Dazu haben wir uns, mit sehr großem Aufwand, Pedelecs auf Maß bauen lassen. (Das war ein Teil meines Berufs) Die Idee dahinter, ich kann an einem ganz normalen Fahrrad eine Leistungssteigerung erzielen, wenn ich den Fahrer auf ein für Ihn zugeschnittenes Rad setze. (ein 55kg Mensch ist vermutlich klein und leicht, erzeugt wenig Drehmoment und braucht daher ein leichtes, wendiges Rad, bei dem der Rahmen eher wendig und agil sein wird. Aber ein 120kg Muskelmensch ist eher groß und erzeugt Drehmoment wie ein Traktor. Der wird eher einen SUPERFESTEN Rahmen brauchen und eine Sitzposition brauchen, die seine Leistungsentfaltung unterstützt, denn 120kg sind am Berg eher doof!)

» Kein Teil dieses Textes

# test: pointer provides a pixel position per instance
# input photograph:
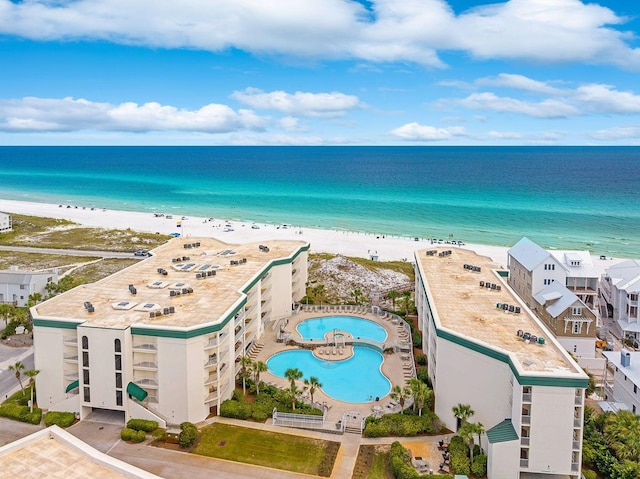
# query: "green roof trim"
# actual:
(45, 323)
(74, 385)
(523, 379)
(136, 391)
(502, 432)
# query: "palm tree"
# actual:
(356, 295)
(7, 312)
(393, 295)
(245, 371)
(462, 412)
(34, 298)
(293, 374)
(421, 394)
(258, 367)
(621, 432)
(313, 384)
(31, 374)
(293, 393)
(17, 367)
(400, 394)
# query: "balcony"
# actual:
(145, 348)
(147, 383)
(146, 366)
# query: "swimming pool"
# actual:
(362, 328)
(357, 379)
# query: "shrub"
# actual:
(62, 419)
(142, 425)
(131, 435)
(479, 466)
(18, 412)
(188, 434)
(235, 409)
(402, 425)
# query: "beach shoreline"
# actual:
(346, 243)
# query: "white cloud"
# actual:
(519, 82)
(32, 114)
(617, 133)
(417, 132)
(395, 30)
(543, 109)
(326, 105)
(605, 99)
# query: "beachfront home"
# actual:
(567, 318)
(16, 286)
(5, 223)
(620, 287)
(163, 338)
(626, 378)
(486, 348)
(568, 277)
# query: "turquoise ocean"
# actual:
(560, 197)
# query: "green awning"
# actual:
(74, 385)
(136, 391)
(502, 432)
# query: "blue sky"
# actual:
(319, 72)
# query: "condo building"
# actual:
(162, 339)
(486, 348)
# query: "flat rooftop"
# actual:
(116, 306)
(54, 452)
(465, 308)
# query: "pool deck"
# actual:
(397, 366)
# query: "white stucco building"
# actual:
(6, 225)
(162, 338)
(626, 378)
(620, 287)
(485, 348)
(16, 286)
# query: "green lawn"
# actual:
(269, 449)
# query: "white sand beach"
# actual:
(365, 245)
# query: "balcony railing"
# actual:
(150, 365)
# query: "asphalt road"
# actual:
(69, 252)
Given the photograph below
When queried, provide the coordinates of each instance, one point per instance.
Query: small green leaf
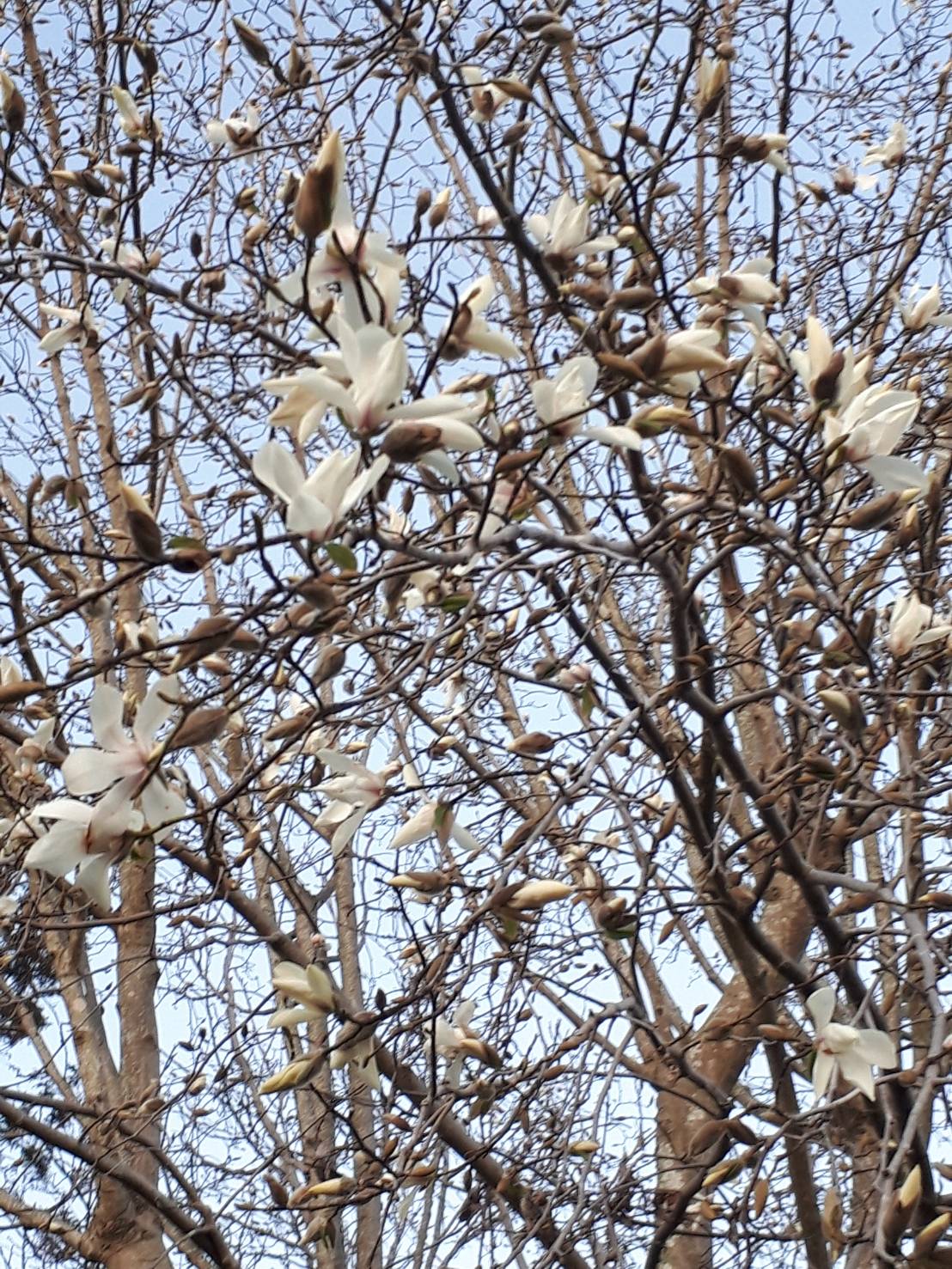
(340, 555)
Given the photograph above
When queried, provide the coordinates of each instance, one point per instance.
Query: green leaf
(340, 555)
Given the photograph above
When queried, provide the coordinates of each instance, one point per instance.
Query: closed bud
(406, 442)
(201, 728)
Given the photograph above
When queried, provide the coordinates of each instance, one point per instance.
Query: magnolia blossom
(845, 1051)
(127, 758)
(354, 790)
(470, 333)
(136, 125)
(310, 986)
(871, 427)
(130, 258)
(364, 380)
(563, 401)
(564, 233)
(485, 96)
(315, 503)
(456, 1040)
(891, 151)
(598, 174)
(912, 625)
(77, 326)
(747, 284)
(362, 265)
(920, 313)
(832, 378)
(85, 838)
(239, 132)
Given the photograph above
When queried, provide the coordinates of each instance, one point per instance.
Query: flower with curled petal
(318, 502)
(850, 1052)
(128, 758)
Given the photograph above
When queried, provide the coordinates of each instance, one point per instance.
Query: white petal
(155, 710)
(65, 808)
(823, 1072)
(162, 808)
(291, 1016)
(90, 771)
(93, 877)
(856, 1071)
(625, 436)
(106, 716)
(821, 1004)
(876, 1047)
(895, 475)
(278, 470)
(58, 851)
(308, 516)
(417, 827)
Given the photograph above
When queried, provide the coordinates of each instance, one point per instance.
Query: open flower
(747, 284)
(128, 758)
(845, 1051)
(239, 132)
(354, 790)
(456, 1040)
(77, 326)
(85, 838)
(315, 503)
(564, 233)
(563, 402)
(832, 378)
(925, 311)
(130, 258)
(470, 333)
(364, 380)
(310, 986)
(912, 625)
(872, 425)
(485, 96)
(135, 124)
(891, 151)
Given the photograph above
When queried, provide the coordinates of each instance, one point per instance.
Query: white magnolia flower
(471, 333)
(85, 838)
(456, 1040)
(847, 1051)
(364, 380)
(912, 625)
(77, 326)
(874, 424)
(486, 217)
(485, 96)
(354, 790)
(920, 313)
(819, 369)
(563, 401)
(128, 758)
(891, 151)
(601, 180)
(130, 258)
(318, 502)
(747, 284)
(239, 132)
(136, 125)
(564, 233)
(310, 987)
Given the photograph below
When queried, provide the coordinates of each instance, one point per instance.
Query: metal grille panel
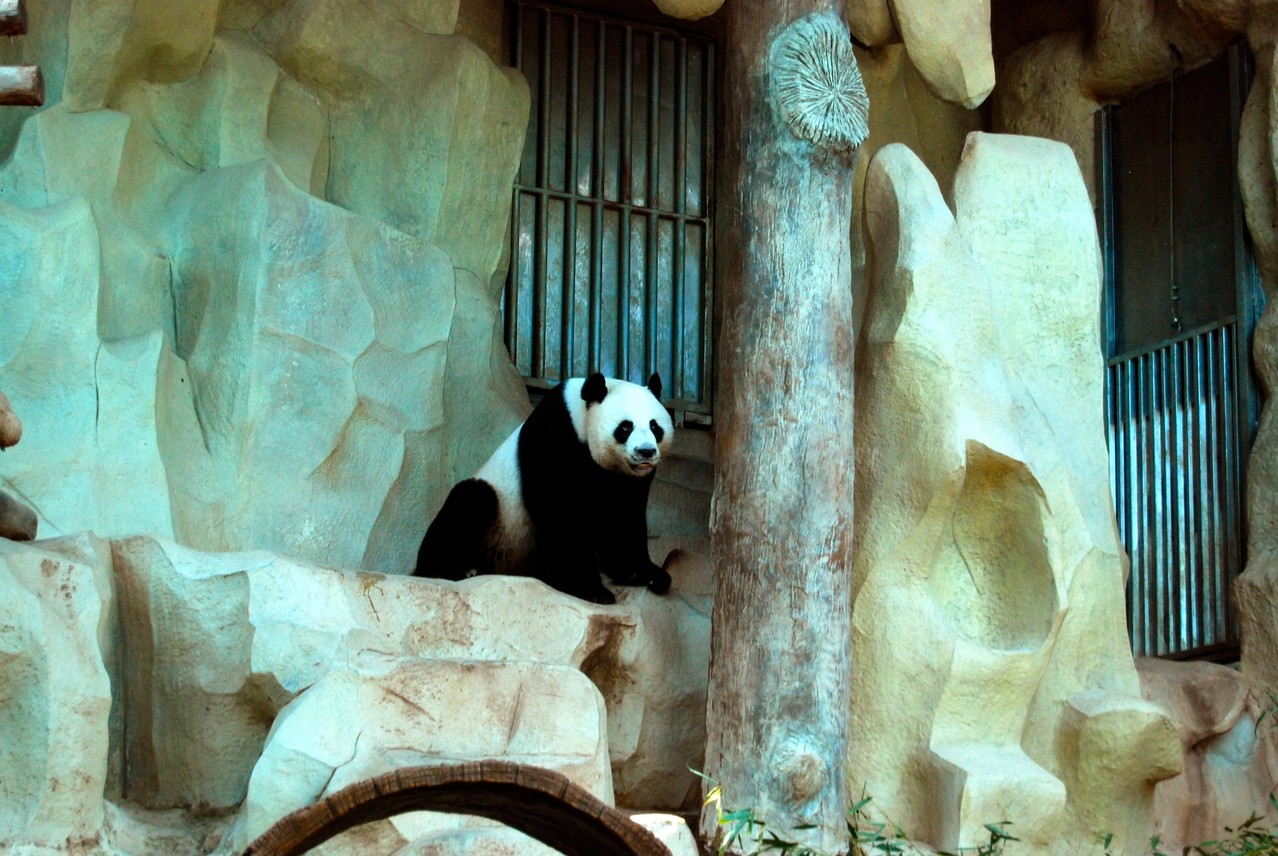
(1172, 414)
(611, 239)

Unsere Idee, wir nehmen ein theoretisch optimales Fahrrad und lassen dieses mit einem Motor bauen. Diesen Motor lassen wir so programmieren, (geht heute nicht mehr) dass die Unterstützung zu den Tretgewohnheiten des Fahrers passt und Ihn dort unterstützt, wo der Mensch hebeltechnisch und motorisch seine Schwächen hat. So müssten sich ein optimal ausgenutzter „Mensch“ und ein E-Antrieb optimal ergänzen. „:-) Und diese Dinger hat es gegeben!! :-)“ Mit so einem Pedelec lassen sich jetzt auch Strecken bewältigen, die sonst einen gewissen Schrecken beinhalten und eigentlich gemieden werden.

Zum Fluch: Was ich auf der Straße sehe, sind (Achtung leicht übertrieben) Einheitsrahmen, mit einer Einheitssitzposition, Leuten drauf, die vom Radfahren mitunter keine Ahnung haben und die Rücktrittbremse für das einzig optimale Verzögerungsinstrument ansehen. Diese Leute fahren jetzt Wege, die Sie ohne E-Antrieb nie fahren würden, mit einer Geschwindigkeit die Sie vorher nie gefahren sind und in einer Sitzposition, mit der Sie ohne Akku noch nicht mal zum Bierholen fahren würden. Beim Kauf wird die Unterstützung auf eine hohe Stufe gestellt und locker mit den Füßen an der Erde und dem Lenker direkt vor der Nase eine „flotte“ Runde gedreht. Die Benutzung der Gangschaltung ist eher überflüssig und eine Körperspannung eher hinderlich. Doch sind 25km/h für manche Menschen, an matschigen oder unübersichtlichen Stellen recht schnell……..(Bitte weiterdenken)

Nun habe ich 2 Fahrräder, eines mit und eine ohne Strom und ich liebe beide. Doch wenn ich 3 Wochen mit Strom gefahren bin, bemerke ich, dass mir das Fahren auf dem „normalen“ Rad recht schwer fällt. In diesen 3 Wochen hat sich meine motorische Art mit Körperspannung umzugehen und diese in eigenen Vortrieb zu verwandeln, einfach verändert. Auch ich habe demnach den Motor für mich schaffen lassen und eigene Körperspannung mehr oder weniger unterlassen….? Ich habe mir daher angewöhnt, so oft ich kann, den Strom auszumachen oder die Fahrräder regelmäßig zu tauschen.
Und….. läuft ein Pedelc ohne Strom schwerer? Na klar, deutlich und wenn es dazu noch „dumm“ gebaut oder gekauft wurde, um so mehr. Trotzdem liebe ich mein Pedelec und werde es bei bestimmten Strecken, (siehe Nürburgring-Nordschleife) mit größtem Vergnügen aus dem Keller wuchten!